Carlos es un buen esposo. Yo también. Vivo para él, me preocupo por hacerlo feliz. Mientras esté contento, nosotros no tenemos problemas. Por eso trato de darle gusto, de llevarle la corriente en todo, y para mí no es difícil. Pero en el plano sexual, aunque nunca le he dicho que no a ninguna de sus peticiones, cada día me siento peor. Sé perfectamente la importancia de llevarse bien y sé también que no podemos dejarnos caer en la rutina. Pero es que hay cosas…cosas que permito contra mi deseo, que me dejan un sabor amargo, como de asco, de vergüenza y culpa. Desde el noviazgo, era un hombre apasionado, algo atrevido, pero, al fin de cuentas, me parecía un buen amante. Después empezó a hablarme de ciertas prácticas que podrían ser excitantes y muy enriquecedoras para nuestra relación. Estuve de acuerdo, incluso me sentía orgullosa al verlo tan feliz. Debo confesar que todas las veces, por la mente me cruzaba la idea de que él nunca me dejaría por otra mujer. Después se le ocurríeron cosas que me provocaban malestar, cierto fastidio. Aunque yo le expresaba mi desagrado, siempre me rendía ante sus argumentos y accedía, para que él estuviera contento, aunque yo no sintiera sino rabia y repugnancia. Es verdad que él no me obligaba a nada, pero dejaba ver su frustración cuando ponía resistencia.

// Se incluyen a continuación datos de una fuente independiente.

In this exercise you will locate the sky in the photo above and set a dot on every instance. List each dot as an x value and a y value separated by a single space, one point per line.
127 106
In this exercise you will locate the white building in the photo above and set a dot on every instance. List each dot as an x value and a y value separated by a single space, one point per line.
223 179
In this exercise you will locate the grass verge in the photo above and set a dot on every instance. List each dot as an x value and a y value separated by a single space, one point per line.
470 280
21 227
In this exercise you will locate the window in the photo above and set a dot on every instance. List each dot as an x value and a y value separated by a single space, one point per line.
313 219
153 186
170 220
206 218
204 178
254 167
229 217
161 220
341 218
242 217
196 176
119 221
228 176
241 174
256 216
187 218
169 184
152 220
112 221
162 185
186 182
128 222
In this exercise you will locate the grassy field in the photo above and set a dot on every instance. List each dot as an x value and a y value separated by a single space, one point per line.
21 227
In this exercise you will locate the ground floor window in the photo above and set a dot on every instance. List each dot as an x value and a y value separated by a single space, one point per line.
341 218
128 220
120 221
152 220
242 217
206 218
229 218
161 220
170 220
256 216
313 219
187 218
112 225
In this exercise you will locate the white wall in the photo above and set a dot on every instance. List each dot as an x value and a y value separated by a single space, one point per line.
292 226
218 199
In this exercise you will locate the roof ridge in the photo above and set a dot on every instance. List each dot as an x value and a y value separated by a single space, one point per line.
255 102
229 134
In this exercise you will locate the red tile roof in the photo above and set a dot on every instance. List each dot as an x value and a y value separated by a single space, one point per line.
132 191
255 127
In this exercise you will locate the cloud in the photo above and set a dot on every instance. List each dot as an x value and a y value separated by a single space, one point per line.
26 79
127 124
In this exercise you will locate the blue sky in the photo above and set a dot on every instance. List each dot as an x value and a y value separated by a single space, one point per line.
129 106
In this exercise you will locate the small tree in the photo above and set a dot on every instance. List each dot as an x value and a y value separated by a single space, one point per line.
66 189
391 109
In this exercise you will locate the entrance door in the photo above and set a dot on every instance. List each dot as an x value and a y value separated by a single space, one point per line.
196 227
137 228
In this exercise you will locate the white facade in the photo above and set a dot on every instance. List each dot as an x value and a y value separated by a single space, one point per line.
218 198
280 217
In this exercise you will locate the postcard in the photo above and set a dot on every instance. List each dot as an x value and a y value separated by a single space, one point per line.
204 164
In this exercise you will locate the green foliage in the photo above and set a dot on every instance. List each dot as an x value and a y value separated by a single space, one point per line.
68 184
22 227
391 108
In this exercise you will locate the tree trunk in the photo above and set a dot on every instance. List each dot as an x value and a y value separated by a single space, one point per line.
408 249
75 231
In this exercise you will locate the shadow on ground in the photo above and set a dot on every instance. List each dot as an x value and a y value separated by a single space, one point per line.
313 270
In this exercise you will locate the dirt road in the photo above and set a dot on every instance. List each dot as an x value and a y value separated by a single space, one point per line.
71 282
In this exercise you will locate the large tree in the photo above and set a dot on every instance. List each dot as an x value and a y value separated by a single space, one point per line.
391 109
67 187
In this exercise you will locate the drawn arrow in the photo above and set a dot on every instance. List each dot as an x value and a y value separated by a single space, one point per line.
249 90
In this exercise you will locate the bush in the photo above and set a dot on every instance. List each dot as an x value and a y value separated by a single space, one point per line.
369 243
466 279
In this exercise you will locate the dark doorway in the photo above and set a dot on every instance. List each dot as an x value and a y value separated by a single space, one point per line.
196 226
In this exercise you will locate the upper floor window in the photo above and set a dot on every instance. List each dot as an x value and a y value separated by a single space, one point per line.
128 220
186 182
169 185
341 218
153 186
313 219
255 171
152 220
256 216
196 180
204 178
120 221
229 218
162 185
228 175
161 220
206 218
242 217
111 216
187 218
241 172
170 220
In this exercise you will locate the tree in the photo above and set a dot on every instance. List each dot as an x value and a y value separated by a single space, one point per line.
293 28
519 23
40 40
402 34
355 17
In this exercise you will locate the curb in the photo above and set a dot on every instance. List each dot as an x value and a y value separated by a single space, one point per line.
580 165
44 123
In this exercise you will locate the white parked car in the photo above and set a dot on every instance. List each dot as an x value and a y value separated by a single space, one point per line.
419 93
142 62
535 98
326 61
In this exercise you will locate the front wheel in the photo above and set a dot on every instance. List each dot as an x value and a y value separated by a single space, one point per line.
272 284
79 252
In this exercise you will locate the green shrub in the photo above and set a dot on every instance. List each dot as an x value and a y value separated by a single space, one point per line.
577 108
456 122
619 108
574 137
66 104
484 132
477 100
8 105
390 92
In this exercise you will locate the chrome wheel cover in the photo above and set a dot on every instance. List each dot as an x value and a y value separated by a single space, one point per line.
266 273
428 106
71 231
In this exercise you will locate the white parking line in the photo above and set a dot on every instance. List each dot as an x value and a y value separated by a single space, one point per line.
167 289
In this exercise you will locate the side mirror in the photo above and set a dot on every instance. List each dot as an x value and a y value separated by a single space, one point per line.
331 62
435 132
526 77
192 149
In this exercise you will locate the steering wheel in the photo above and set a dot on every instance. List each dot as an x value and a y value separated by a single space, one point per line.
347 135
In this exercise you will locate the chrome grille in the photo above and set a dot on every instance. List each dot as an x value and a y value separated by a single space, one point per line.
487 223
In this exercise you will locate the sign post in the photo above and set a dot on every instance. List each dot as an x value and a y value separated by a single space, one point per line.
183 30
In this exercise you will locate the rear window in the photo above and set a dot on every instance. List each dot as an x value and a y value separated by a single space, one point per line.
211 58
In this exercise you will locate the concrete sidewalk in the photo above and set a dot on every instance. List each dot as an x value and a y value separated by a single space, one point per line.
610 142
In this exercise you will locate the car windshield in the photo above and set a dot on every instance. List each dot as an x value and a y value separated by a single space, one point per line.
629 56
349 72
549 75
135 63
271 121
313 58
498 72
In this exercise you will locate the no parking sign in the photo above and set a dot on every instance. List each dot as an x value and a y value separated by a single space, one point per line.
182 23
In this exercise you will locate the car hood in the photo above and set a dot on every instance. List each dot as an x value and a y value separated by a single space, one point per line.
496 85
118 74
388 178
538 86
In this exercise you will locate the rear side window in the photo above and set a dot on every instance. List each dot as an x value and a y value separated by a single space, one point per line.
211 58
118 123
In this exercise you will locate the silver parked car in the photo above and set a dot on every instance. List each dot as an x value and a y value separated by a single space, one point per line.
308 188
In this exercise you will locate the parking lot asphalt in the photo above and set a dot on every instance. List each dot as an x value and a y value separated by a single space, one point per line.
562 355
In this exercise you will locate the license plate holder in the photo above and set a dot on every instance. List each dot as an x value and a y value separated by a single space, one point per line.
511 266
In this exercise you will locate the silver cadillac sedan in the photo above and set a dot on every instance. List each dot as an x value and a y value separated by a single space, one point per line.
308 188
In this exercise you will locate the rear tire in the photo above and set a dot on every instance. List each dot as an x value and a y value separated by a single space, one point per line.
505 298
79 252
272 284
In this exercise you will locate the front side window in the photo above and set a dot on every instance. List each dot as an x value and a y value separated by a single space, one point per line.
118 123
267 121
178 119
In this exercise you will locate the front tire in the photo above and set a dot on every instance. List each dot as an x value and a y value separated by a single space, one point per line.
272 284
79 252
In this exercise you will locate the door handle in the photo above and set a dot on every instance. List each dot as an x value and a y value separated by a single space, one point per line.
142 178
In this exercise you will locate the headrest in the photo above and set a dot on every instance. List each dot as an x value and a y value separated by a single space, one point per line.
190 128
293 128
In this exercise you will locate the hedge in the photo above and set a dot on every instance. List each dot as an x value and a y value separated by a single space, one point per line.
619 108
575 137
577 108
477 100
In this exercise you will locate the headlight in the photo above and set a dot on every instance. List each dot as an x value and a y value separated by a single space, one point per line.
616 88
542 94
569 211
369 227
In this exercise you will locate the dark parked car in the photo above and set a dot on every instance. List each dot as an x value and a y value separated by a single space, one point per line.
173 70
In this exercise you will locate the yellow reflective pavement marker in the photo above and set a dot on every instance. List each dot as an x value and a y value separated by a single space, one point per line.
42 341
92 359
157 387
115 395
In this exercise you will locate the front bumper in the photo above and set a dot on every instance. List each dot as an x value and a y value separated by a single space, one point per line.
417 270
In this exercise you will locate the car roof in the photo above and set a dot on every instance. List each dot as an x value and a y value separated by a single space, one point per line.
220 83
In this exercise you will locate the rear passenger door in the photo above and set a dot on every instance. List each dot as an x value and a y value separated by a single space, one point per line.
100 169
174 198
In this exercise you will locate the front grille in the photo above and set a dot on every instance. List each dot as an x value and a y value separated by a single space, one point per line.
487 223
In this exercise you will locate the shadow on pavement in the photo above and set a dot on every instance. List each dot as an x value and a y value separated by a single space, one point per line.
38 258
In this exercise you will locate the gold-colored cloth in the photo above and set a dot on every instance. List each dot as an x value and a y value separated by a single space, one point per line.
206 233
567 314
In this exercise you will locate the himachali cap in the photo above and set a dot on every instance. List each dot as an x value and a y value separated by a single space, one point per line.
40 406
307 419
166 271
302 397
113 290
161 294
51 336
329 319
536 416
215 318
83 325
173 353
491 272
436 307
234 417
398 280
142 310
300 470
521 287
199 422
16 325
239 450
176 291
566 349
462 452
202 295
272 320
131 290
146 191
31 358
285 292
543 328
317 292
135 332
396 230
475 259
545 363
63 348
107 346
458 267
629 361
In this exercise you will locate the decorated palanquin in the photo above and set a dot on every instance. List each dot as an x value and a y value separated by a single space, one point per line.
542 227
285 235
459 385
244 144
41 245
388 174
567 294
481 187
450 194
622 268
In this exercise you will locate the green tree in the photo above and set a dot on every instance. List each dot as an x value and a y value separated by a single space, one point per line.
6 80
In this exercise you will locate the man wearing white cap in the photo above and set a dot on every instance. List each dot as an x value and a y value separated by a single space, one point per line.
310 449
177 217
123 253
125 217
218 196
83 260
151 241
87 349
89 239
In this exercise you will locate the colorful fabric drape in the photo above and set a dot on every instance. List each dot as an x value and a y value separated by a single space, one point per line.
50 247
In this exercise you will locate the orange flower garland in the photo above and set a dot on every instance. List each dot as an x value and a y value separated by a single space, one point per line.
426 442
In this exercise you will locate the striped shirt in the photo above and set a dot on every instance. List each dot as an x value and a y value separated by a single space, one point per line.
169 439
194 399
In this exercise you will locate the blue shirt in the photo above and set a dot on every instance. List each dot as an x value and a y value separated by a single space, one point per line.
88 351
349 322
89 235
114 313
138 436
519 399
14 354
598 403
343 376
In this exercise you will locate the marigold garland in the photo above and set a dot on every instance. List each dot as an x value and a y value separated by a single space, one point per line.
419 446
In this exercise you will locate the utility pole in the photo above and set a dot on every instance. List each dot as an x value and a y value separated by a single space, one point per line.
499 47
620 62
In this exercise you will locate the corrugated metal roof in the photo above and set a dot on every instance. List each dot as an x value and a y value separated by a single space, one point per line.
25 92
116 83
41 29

Nunca dejaba de repetirme que lo que hacíamos era absolutamente normal entre las parejas, necesario, además, para fortalecer el amor y tener más incentivos para vivir juntos. Hace poco intentó involucrarme en una de sus experiencias “creativas”, y fue tal mi aversión, que me largué del lugar y no volví a hablarle desde entonces. No sé si exagero, no sé si estoy en un error, pero me repugna seguir viviendo con él. Ya era difícil soportar mi propia vergüenza cada vez que le permitía “enriquecer nuestra relación” con sus extravagancias sexuales. Ahora ya no puedo más. O es un depravado, o está enfermo.

Las prácticas sexuales, como los demás comportamientos humanos, no son malas o buenas en sí mismas. Resultan adecuadas o inadecuadas según las consecuencias que originan en quienes las llevan a cabo, en otras personas cuando son utilizadas como simples objetos para tales fines y en el entorno social cuando con ellas se le hace daño a personas ajenas a la situación, como cónyuges, hijos y amigos. El juego erótico extremo tal como lo ha vivido Hilda, es para ella fuente de un gran turbación, lesiona su autoestima y afirma la actitud esclavista del esposo. Entraña un enorme peligro para la vida de pareja, puesto que el apetito insaciable de Carlos permite presagiar que Hilda no le alcanzará para mucho tiempo. Es lógico pensar que un día cualquiera comience a buscar experiencias más exitantes con otras personas. La relación llega a su fin, aunque ella, complaciente y sumisa, siga con él y dé vuelta a su cabeza hacia otro lado. También es lógico pensar que ella acepte el amor de un hombre que la valore, que la respete, que no la invite a ser su pareja porque puede doblegarla. Es fácil darse cuenta de que la complacencia extrema también mata el amor.